The accompanying chart shows the percent growth in average hourly earnings for the major private-sector industries in Oregon. All of these industries saw rapid hourly earnings gains and all but one shot upward by between 6% and 13%. The slowest growth was still heady territory, as hourly earnings in trade, transportation, and utilities rose by 4.4%.
The factors causing these rapid gains in hourly earnings is beyond the scope of this article. Suffice it to say that wages have spiked faster than we have been used to seeing over the past couple of decades.
Looking back over about 10 years shows that private-sector average hourly earnings in Oregon rose from a little more than $22 per hour in 2013 to about $34 per hour in early 2023. Meanwhile, at the national level, hourly earnings rose from about $24 to about $33 in that time. So, Oregon started out in 2013 below the U.S., but recently passed the U.S. average and has continued to increase, according to this metric that is based on the monthly survey of businesses.
If wage increases in the U.S. had matched the rate of inflation throughout this period, wages would have only risen to about $31 per hour by early this year. This means that overall inflation was below the rate of wage gains between the starting point of 2013 and the end point in 2022. However, this pattern wasn’t consistent throughout the 10-year period. A careful study of the chart shows that consumer price inflation was more rapid than U.S. wage growth during mid-2021 through mid-2022, when consumer prices spiked dramatically. Also, a more localized CPI-U figure would be helpful here to address the recent large gains in Oregon average earnings and how they compare with local inflation, but the U.S. Department of Labor’s Bureau of Labor Statistics (BLS) does not produce state-level CPI figures.

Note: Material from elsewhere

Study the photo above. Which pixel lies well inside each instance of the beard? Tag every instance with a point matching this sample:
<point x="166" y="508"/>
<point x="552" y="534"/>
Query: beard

These numbers come from the monthly Current Employment Statistics program, a federal-state cooperative program in which data are produced by the BLS in cooperation with the Oregon Employment Department. The monthly estimates are based on a sample of businesses that report total pay and total hours for their payroll employees. For Oregon’s February sample data, 792 employers, totaling $189 million of weekly payroll, provided data as a part of the matched sample.